The overdose led to a trip that Rubin describes as not only terrifying, but dismantling. "I was completely taken apart," he says. "Imagine yourself hanging over the edge of a skyscraper, looking at the ground below and at the moment you leap you are frozen in that space and that terror. That's where I was for a very long time." When Rubin says a long time, he means two to three billion years. In real time he estimates that the effects of the drug took about eight hours before beginning to wear off. It is hard to describe this without making Rubin sound like a post-hippy loon. But in fact, it is hard to imagine a more sane, measured view on human existence than that put by Rubin.

"I'm definitely not trying to promote LSD", he assures. "Aldous Huxley wrote a wonderful book called The Perennial Philosophy and in that book I discovered that every religion was talking about the same experience. And I'd had it - in a drug. But I wanted it without the drug. I've practised meditation for 40 years and now I've arrived at that same space without drugs."

He calls it his awakening. In fact, the awakening - when the final shreds of ego blew away - happened while he was working on Ghost. The experience was so profound he did not even know if he would be able to work on the musical. In fact Rubin says he does not exist anymore. Or if he does, he exists as a tiny part of the cosmos, so much so that even his writing is nothing to do with him. So there is no is such thing as talent?

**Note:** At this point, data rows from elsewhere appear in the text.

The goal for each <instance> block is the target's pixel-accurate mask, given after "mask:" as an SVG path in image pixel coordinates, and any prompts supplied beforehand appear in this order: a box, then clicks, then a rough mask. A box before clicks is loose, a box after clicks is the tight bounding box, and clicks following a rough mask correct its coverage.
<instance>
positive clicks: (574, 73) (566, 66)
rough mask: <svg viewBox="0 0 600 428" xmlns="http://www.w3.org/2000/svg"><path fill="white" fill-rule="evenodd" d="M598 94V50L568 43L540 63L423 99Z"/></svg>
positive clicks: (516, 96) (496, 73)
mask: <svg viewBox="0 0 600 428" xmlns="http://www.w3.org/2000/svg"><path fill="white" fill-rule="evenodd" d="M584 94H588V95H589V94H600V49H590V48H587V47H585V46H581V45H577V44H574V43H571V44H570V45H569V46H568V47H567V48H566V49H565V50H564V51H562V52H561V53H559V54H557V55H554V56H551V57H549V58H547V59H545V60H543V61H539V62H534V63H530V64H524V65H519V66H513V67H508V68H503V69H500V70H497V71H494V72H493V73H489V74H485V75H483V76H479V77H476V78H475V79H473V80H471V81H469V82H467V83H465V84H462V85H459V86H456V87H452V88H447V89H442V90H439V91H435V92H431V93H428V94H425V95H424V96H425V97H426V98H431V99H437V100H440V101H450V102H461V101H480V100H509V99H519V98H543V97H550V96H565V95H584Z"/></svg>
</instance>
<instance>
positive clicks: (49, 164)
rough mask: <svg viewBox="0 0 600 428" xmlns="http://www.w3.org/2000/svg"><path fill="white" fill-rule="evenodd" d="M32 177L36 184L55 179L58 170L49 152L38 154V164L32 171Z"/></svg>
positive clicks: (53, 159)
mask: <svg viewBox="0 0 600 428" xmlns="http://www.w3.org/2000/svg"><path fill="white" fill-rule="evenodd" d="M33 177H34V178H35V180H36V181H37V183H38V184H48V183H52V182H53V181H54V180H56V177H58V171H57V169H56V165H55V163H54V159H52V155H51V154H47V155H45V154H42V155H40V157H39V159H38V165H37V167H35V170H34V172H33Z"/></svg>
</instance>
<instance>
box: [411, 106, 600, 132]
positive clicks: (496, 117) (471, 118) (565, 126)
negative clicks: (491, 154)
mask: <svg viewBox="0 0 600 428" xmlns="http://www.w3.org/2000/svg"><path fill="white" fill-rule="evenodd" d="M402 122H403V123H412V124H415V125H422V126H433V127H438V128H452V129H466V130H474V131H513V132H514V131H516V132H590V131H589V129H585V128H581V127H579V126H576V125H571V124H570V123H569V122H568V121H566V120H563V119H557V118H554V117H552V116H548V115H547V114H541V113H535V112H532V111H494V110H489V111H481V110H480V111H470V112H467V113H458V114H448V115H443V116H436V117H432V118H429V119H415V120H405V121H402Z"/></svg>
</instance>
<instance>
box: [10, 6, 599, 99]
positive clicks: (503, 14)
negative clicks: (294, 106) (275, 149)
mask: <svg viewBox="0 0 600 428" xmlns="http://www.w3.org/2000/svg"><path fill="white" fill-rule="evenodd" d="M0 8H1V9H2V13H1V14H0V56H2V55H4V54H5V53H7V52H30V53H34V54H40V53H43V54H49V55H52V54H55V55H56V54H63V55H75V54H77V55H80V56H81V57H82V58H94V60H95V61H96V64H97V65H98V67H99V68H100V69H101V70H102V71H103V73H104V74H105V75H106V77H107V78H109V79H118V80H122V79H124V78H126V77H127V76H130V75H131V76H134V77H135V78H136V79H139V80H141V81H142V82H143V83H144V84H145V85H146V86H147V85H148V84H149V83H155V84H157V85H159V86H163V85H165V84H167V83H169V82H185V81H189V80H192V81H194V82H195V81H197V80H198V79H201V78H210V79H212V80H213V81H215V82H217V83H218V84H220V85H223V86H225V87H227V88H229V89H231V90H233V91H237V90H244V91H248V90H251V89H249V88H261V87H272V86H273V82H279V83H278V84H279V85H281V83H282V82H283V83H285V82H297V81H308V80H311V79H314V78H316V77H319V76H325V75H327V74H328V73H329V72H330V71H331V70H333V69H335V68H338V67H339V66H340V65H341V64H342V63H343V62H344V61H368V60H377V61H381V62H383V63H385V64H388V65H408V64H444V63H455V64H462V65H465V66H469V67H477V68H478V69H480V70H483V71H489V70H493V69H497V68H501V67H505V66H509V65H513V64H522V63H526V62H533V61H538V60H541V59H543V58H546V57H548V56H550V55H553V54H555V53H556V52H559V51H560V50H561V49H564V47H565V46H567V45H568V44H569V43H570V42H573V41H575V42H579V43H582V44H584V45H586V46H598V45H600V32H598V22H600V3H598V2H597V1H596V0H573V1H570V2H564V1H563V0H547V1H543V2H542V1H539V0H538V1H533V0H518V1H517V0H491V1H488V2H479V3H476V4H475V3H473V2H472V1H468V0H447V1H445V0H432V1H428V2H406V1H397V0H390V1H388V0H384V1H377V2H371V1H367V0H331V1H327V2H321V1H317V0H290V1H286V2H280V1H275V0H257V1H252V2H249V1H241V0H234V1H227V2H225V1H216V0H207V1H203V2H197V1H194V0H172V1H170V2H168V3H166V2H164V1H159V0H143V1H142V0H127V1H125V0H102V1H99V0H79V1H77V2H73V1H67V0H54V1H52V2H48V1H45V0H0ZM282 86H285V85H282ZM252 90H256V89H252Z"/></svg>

"Great talent to me is the universe at work," he says. His sense of self is now so diminished by the journey that started with the LSD overdose and ended up recently with "enlightenment", that even when he sits in rehearsals and has to come up with a new line, he can only do so by summoning his earthly persona. Occasionally he does the same for interviews. Though normally, the earthly self just sticks to the stuff about a great Hollywood career.